If the suspension has gone soft, then the resonant frequency should lower. At least, this is how it was taught to me in school when examining resonant systems.

I'm not sure how a loss of power in the magnet would affect things, but I don't think it would change the resonant frequency or the behavior at resonance. There are only three things that can according to the equations we studied: moving mass (unchanged), spring constant (spider and surround), and damping resistance (something about coil inductance or damping factor?). The magnetic strength would be on the other side of the equation, I think, that effects amplitude of the oscillations.


----------



## Beckerson1 (Jul 3, 2012)

Usually your going to read higher if thing haven't worked themselves in. If your going to build a box based off its true TS specs I'd let them loosen up and go from there.


Your spring constant will change slightly new vs worked in. Your spider and surround will be softer.


----------



## lurch (Jan 20, 2014)

yeah, agreed. 
look like i was editing my post whilst you sent this last one in. 
see above ^^^^^ LoL.


----------



## Beckerson1 (Jul 3, 2012)

lurch said:


> yeah, agreed.
> look like i was editing my post whilst you sent this last one in.
> see above ^^^^^ LoL.


Lol


This is what people refer to as breaking drivers in. Basically your letting the driver stretch it's legs. Basically (I'm not old and not referring to anyone as being old) the same concept as what happens with age to the human body. Been sitting for a while and have that stiff feeling. Get moving and it gets better usually. This case it's new parts that need loosened up.

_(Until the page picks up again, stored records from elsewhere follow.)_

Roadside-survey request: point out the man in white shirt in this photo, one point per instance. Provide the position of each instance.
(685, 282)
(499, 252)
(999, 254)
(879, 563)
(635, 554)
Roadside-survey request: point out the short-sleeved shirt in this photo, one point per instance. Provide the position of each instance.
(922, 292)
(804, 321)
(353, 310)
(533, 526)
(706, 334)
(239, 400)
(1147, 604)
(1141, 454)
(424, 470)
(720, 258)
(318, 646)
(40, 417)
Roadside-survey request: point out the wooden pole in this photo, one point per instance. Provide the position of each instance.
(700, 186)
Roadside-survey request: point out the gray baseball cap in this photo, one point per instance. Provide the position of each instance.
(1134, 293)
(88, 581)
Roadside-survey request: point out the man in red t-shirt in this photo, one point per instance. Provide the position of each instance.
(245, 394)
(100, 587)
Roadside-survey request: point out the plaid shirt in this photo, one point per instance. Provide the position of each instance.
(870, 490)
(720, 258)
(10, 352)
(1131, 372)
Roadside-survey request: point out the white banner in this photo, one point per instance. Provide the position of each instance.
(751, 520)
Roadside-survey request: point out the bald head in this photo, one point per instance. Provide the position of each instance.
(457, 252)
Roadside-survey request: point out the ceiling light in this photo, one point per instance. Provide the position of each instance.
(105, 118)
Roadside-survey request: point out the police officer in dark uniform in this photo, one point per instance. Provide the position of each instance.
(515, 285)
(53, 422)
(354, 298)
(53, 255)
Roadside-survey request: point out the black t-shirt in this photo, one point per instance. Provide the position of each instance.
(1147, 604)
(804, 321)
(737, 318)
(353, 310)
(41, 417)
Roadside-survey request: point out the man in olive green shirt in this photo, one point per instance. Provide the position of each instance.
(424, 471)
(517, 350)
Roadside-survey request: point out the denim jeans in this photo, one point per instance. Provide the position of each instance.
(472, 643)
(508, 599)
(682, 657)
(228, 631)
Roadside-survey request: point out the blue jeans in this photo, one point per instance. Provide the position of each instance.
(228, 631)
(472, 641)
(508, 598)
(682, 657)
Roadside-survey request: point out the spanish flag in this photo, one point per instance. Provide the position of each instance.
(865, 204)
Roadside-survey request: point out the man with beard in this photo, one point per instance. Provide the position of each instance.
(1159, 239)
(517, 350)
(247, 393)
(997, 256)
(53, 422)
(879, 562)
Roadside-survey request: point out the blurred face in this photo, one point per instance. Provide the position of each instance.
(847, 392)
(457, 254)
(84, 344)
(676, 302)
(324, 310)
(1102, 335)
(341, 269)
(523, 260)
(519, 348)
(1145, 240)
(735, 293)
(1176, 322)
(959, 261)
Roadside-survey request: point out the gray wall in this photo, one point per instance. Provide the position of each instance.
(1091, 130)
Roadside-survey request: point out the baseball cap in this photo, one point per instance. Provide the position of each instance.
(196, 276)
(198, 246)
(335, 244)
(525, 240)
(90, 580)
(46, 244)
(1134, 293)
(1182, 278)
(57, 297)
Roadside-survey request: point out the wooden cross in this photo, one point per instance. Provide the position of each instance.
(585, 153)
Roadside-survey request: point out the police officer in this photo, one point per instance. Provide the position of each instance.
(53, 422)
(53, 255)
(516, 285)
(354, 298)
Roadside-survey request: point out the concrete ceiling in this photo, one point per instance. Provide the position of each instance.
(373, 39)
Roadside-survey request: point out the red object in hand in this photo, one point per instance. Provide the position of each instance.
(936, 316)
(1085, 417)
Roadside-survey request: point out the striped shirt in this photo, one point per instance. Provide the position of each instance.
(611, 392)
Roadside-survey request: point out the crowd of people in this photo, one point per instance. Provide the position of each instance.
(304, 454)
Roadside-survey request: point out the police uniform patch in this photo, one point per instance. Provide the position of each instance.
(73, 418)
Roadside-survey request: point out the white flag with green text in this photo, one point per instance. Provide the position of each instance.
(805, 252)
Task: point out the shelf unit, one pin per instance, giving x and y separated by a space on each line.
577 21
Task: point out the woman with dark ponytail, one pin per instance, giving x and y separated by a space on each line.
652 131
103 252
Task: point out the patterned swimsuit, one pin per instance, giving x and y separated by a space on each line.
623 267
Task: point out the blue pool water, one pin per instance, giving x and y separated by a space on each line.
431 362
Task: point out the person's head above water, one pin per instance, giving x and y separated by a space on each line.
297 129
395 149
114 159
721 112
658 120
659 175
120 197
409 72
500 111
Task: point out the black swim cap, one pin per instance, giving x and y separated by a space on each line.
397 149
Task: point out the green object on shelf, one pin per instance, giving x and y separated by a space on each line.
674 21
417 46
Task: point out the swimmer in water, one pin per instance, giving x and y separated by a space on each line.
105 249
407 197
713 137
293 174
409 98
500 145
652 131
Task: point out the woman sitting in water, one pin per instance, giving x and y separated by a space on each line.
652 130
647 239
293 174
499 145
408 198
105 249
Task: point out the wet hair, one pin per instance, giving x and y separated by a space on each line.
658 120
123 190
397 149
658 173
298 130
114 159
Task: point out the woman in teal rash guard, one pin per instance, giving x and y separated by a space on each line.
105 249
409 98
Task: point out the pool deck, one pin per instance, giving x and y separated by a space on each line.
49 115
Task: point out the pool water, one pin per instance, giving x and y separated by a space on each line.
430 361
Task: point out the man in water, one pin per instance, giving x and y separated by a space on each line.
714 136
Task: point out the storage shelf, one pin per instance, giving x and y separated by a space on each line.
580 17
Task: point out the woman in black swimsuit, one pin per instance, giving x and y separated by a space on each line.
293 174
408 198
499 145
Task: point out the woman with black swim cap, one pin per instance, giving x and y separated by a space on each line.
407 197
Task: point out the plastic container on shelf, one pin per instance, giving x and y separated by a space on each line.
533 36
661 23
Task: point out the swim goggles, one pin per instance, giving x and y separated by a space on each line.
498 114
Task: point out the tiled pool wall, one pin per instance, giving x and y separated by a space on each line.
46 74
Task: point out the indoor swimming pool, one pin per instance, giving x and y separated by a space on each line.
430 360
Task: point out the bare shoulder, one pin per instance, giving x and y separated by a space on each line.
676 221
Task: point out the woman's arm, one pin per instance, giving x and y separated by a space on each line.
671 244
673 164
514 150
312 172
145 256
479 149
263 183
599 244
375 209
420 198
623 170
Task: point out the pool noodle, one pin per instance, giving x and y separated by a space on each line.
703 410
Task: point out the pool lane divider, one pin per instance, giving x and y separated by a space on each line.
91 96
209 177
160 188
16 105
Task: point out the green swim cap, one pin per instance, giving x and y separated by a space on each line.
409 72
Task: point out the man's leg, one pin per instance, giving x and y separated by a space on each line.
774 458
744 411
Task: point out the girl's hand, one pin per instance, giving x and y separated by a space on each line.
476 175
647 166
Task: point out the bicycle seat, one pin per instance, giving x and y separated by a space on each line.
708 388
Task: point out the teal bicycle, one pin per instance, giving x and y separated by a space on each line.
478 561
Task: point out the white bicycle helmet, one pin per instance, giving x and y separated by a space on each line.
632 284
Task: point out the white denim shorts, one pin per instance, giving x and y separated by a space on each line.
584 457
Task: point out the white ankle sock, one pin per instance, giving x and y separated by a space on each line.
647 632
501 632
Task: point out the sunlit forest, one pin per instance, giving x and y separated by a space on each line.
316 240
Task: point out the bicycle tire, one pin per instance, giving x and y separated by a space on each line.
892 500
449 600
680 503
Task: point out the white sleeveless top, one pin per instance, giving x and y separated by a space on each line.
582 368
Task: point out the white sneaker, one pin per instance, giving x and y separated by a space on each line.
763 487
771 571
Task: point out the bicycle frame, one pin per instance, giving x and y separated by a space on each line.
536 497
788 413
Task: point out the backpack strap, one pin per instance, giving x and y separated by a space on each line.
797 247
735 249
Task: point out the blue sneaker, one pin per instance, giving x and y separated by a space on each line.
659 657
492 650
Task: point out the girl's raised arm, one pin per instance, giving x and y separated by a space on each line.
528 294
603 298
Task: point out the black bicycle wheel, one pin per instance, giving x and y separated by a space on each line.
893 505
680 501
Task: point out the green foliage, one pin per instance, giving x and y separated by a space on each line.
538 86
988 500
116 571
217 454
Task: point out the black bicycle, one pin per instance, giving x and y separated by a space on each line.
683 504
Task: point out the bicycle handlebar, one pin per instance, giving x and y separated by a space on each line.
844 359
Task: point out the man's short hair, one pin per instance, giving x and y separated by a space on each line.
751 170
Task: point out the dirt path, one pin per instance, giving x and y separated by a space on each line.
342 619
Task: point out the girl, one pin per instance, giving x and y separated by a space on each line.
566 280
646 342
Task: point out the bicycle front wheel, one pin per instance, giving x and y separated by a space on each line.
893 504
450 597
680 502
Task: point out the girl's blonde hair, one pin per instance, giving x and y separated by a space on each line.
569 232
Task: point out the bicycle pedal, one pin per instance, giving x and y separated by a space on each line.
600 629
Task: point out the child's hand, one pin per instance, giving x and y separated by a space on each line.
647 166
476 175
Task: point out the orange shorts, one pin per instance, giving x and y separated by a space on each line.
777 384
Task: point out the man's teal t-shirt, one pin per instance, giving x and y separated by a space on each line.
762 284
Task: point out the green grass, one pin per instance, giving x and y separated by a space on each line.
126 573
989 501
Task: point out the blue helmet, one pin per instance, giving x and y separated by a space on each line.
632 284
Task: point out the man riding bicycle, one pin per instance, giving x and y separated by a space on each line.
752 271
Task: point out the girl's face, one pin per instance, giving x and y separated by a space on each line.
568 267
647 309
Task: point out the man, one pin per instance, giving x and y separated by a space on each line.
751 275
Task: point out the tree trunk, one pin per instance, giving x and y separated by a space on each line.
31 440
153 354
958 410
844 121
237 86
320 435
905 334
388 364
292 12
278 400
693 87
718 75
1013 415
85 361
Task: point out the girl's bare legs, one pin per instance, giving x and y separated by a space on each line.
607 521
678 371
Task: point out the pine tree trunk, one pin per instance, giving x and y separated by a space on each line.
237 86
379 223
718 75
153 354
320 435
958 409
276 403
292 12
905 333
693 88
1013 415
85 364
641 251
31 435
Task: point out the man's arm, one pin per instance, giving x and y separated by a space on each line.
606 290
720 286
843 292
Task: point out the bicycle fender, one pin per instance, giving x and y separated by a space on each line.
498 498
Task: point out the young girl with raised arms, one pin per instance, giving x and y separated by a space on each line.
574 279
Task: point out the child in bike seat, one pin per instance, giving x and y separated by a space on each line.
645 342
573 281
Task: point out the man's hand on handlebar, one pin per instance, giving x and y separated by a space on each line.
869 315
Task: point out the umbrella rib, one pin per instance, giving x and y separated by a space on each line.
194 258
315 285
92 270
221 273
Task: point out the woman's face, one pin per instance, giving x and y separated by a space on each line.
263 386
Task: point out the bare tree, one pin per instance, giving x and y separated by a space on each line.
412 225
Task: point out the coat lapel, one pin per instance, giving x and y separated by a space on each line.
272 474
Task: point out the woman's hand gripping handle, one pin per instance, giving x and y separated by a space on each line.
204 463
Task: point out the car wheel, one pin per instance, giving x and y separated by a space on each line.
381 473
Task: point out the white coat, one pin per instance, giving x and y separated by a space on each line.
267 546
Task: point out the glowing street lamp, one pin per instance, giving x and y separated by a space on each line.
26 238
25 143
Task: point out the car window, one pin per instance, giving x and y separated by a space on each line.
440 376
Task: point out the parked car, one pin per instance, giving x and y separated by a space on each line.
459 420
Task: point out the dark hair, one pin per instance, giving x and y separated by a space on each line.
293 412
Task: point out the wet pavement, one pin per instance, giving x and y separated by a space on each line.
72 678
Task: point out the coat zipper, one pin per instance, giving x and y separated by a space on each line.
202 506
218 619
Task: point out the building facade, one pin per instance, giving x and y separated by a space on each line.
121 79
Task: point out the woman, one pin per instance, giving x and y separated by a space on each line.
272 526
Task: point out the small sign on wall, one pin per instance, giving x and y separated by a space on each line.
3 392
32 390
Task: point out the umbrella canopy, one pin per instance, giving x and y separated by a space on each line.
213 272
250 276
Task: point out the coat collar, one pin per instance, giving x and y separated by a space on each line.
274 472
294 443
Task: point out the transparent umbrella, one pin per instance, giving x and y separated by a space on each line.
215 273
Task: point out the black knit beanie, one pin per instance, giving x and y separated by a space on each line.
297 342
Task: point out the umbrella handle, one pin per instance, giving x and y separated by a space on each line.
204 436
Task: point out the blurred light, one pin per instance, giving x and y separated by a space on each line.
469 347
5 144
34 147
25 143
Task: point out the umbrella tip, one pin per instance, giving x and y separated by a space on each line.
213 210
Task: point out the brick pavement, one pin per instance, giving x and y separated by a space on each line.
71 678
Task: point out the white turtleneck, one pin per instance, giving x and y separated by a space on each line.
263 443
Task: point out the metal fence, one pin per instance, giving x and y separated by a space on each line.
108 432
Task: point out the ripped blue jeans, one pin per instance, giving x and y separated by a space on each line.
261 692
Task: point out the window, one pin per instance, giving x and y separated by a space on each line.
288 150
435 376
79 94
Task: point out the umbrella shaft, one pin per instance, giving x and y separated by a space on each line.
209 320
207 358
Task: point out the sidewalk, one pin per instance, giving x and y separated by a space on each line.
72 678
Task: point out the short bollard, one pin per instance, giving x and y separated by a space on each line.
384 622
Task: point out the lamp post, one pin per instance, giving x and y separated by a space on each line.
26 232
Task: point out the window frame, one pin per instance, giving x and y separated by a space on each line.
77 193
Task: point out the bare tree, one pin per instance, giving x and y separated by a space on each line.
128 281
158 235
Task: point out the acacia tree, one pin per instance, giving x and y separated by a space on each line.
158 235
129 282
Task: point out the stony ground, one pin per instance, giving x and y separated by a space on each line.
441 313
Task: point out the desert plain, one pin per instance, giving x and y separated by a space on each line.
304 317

Now I can't explain why Qts went up.

Use the specs on the driver as a reference. From the factory it's hard to say how accurate it is. You may find your driver doesn't quite meet those numbers.


----------



## lurch (Jan 20, 2014)

well i'm old. 
i feel just like those poor hi vi's. 

nap time ......


----------



## Justin Zazzi (May 28, 2012)

I gave the woofer an additional 3 hours of exercise and the Qts and Fs values have not changed any further. I feel like I'm stuck with a useless driver here.

What sort of enclosure can be built with a driver that has a Qts of 0.73?


----------



## brumledb (Feb 2, 2015)

What if you raised Qtc(I am assuming you are shooting for .707)? One of the constraints of sealed enclosure designs is that Qts must be lower than the highest acceptable Qtc.

Infinite Baffle?


----------



## Justin Zazzi (May 28, 2012)

brumledb said:


> What if you raised Qtc(I am assuming you are shooting for .707)? One of the constraints of sealed enclosure designs is that Qts must be lower than the highest acceptable Qtc.
> 
> Infinite Baffle?


All good points, but my application was supposed to be a floor-standing 3-way speaker for the home. I can't do infinite baffle as such.

It might work IB-style in a car or in some other kind of home/attic installation, but I don't have room in the car or need anything like that.

Thanks for your input!


----------



## brumledb (Feb 2, 2015)

Why not? Google "open back speaker tower"

Trio15 TB Open Baffle Speakers - PureAudioProject

This design would probably really get people's attention.


----------



## Beckerson1 (Jul 3, 2012)

brumledb said:


> Why not? Google "open back speaker tower"
> 
> Trio15 TB Open Baffle Speakers - PureAudioProject
> 
> This design would probably really get people's attention.


I like


----------